1911 Encyclopædia Britannica/Zürich (canton)
ZÜRICH (Fr. Zurich; Ital. Zurigo), one of the cantons of north-eastern Switzerland, ranking officially as the first in the Confederation. Its total area is 665.7 sq. m., of which 625.2 sq. m. are reckoned as "productive" (forests covering 180.8 sq. m., and vineyards 16.9 sq. m., the most extensive Swiss wine district save in Vaud and in Ticino). Of the rest, 21 sq. m. are occupied by the cantonal share of the lake of Zürich, while wholly within the canton are the smaller lakes of Greifen (3¼ sq. m.) and Pfäffikon (1½ sq. m.). The canton is of irregular shape, consisting simply of the acquisitions made in the course of years by the town. Of these the more important were the whole of the lower part of the lake (1362), Küssnacht (1384), Thalwil (1385), Erlenbach (1400), Greifensee (1402), Horgen (1406), Grüningen and Stäfa (1408), Bülach and Regensberg (1409), Wald (1425), Kyburg (1452), Winterthur (1467), Eglisau (1496), Konau (1512), and Wädenswil (1549) — Stein was held from 1484 to 1798, while in 1798 the lower part of the Stammheim glen, and finally in 1803 Rheinau, were added to the canton. In 1798 the town ruled nineteen “inner” bailiwicks and nine rural bailiwicks, besides the towns of Stein and of Winterthur. The canton at present extends from the left bank of the Rhine (including also Eglisau on the right bank) to the region west of the lake of Zürich. It is bounded on the E. and W. by low hills that divide it respectively from the valleys of the Thur, and from those of the Reuss and of the Aar. In itself the canton consists of four shallow river valleys, separated by low ranges, all running from S.E. to N.W. The most important of these is that of the Linth (q.v.), which forms the lake of Zürich. To the east are the valleys of the Glatt (forming lake Greifen) and of the Töss (forming lake Pfäffikon), both sending their streams direct to the Rhine. The highest point in the canton is the Albishorn (3012 ft.) in the Albis range, which limits the Sihl valley to the west. All the valleys named are traversed by railway lines, while many lines branch off in every direction from the town of Zürich. The first railway line opened (1847) in Switzerland was that from Zürich to Baden in Aargau (14 m.). From the town of Zürich mountain railways lead S.W. to near the summit of the Uetliberg (2864 ft.) and N.E. towards the Zürichberg (2284 ft.).

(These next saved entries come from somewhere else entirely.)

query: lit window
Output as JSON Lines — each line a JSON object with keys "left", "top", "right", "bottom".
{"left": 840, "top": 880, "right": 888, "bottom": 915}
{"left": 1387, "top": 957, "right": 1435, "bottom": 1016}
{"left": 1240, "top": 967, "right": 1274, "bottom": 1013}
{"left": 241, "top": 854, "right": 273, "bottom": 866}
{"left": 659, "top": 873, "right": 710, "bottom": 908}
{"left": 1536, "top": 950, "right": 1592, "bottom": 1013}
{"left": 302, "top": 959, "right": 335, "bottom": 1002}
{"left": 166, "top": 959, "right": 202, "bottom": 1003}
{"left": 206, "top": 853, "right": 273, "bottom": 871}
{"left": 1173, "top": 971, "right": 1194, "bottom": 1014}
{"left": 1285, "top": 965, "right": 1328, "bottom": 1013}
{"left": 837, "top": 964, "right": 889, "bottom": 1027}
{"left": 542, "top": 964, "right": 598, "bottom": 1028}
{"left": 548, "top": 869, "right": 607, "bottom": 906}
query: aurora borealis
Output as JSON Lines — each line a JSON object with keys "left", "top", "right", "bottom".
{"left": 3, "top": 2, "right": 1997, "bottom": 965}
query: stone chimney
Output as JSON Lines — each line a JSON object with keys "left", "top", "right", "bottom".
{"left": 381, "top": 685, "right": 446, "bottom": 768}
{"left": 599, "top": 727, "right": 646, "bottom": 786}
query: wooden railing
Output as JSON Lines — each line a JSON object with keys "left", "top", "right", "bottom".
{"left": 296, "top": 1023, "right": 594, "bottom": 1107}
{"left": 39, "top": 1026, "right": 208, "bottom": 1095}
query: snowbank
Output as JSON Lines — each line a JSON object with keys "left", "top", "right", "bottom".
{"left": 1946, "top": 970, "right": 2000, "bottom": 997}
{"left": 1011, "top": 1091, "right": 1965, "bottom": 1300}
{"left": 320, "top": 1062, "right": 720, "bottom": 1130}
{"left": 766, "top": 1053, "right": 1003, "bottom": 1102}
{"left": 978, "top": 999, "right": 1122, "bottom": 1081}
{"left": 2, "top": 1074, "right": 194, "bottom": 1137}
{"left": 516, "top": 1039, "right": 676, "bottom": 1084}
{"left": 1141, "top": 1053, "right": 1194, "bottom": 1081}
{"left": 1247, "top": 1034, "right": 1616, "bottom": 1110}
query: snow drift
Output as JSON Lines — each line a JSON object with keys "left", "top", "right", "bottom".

In 1900 the population was 431,036, of whom 413,141 were German-speaking, 11,192 Italian speaking, 3894 French-speaking, and 610 Romonsch-speaking, while there were 345,446 Protestants, 80,752 Catholics (Roman or "Old"), and 2933 Jews. The capital of the canton is Zürich (q.v.), but Winterthur (q.v.) is the only other considerable town, Uster (7623 inhabitants), and Horgen (6883 inhabitants) being rather large manufacturing villages. The land in the canton is highly cultivated and much subdivided. But the canton is above all a great manufacturing district, especially of machinery and railway rolling-stock, while both silk weaving and cotton weaving are widely spread. It is divided into 11 administrative districts, which comprise 189 communes. In 1869 the cantonal constitution was revised in a democratic sense, and with the exception of a few changes made later, it is the existing constitution. There is an executive or Regierungsrat of seven members and a legislature or Kantonsrat (one member to every 1500 resident Swiss citizens or a fraction over 750), each holding office for three years and elected at the same time directly by the vote of the people. The referendum exists in both forms, compulsory and optional: all laws and all money grants of a total sum over 250,000 frcs. or an annual sum of 20,000 must be submitted to a popular vote, the people meeting for that purpose at least twice in each year, while the executive may submit to a popular vote any other matter, though it fall within its powers as defined bylaw. One-third of the members of the legislature or 5000 legally qualified voters can force the government to submit to the people any matter whatsoever (initiative). Both members of the Federal Ständerat and the 22 members of the Federal Nationalrat are elected simultaneously by a popular vote and hold office for three years. The constitution provides for the imposition of a graduated and progressive income tax. In 1885 the penalty of death was abolished in the canton. (W. A. B. C.)